Ken Simpson, Director The VR Group Pty Ltd |
Thank you all who joined my BCAW webinar, Vision Therapy - helping
you to see more risks. I try to make my webinars as interactive as
possible, using polls and other techniques, and following up with a post such
as this to share any interesting results of the polls and pose some additional
questions for people to reflect upon.
In keeping with the theme for BCAW 2013 my
presentation argued that there are those risks we see, those we don't see
(because we are not looking or because we refuse to recognise them) and then
there are those that you cannot see - which are the Black Swan events. My argument
was that there are perhaps less Black Swans than we think and more of the
events we don't see because we don't look and recognize the threats and
vulnerabilities.
The concept of the 'Black Swan event' has
become part of the language of BC. If we want to understand this concept we
should at some point read how it was originally proposed, rather than rely on
how somebody else filtered those words. I posed this question to the audience;
Who has actually read Taleb? I mean actually read his
books or articles, not somebody else's commentary on them.
- Yes - 23%
- Read others commentary - 3%
- Understand the concept from listening to others discuss - 20%
- Not read at all - 54%
I found this to be an interesting, and
unexpected result. Can it be that half of our audience does not have an
understanding of a concept that we regularly use? Even more disconcerting when
you look at the free and loose use of the term in many discussions and
presentations - then I would suggest there is potentially 70% who do not understand
the core concept.
The core issue for the session had to do
with improving our risk vision, and I posed a before and after question to see
if the perceptions of risk vision changed as a result of the webinar. The
‘before’ question;
What do you believe is the major limitation to your
current risk vision?
- Lack of time to research/investigate – 20%
- Lack of resources – 24%
- Lack of knowledge of other disciplines (e.g IT, Logistics, Finance, etc) – 40%
- Not included in Horizon scanning activities – 8%
- Not my job – 8%
Again an interesting result, I had not
expected the knowledge of other disciplines to rate so high. What about you,
would you expect that result?
During the session I talked about the
impact that perspective, Wilful Blindness and simply observing rather than
learning can have on our risk vision. The change of perspective in relation to
the ‘after’ question was very noticeable;
What do you believe is likely to be the major
limitation on your risk vision going forward?
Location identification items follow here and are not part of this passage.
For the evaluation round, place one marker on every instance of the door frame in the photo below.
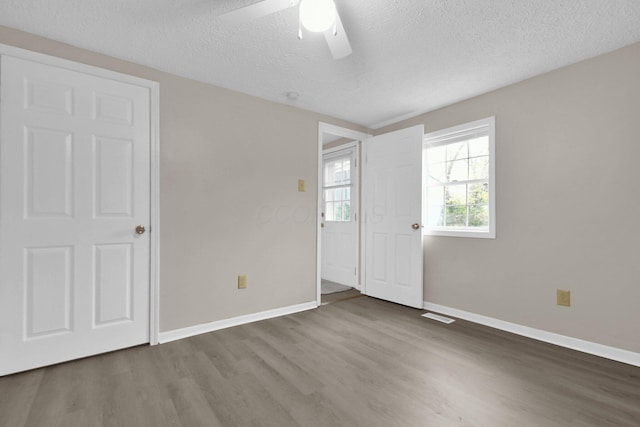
(154, 159)
(327, 128)
(354, 148)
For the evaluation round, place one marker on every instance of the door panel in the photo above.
(74, 184)
(393, 200)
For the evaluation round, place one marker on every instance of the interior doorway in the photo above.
(339, 223)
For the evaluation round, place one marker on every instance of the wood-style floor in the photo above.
(358, 362)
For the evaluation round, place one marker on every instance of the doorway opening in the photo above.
(338, 264)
- My view has not changed from earlier response – 17%
- Access to new and different data – 26%
- My perspective is limited to operational issues – 17%
- Our culture does not encourage dissent or trouble makers – 26%
- Nobody would listen to me anyway – 13%
This makes the earlier answers rather
irrelevant, all drop into very low percentages of the audience. Good to see
that 26% plan to ask different questions of different people to improve their
risk vision – rather than ask the same questions of the same people and
probably get the same answers.
A shame to find that a further 26% work in an
organisation that doesn't want to hear about their vulnerabilities, but I
expected that to be higher. Does the culture at your workplace encourage the
type of dissent that I spoke about?
If you are interested in understanding more
about culture I also had an article on the subject published by
Continuity Insights this week.
What do you make of the other 30%
responses? I think they are fairly honest assessments of their position, and
make me wonder about the validity of the earlier answers. Your view?
Thinking about different things is critical
to expanding skills within the practice of BC. The webinar was recorded, so
still available for you to listen, reflect and continue the discussion here on
the BCEye blog.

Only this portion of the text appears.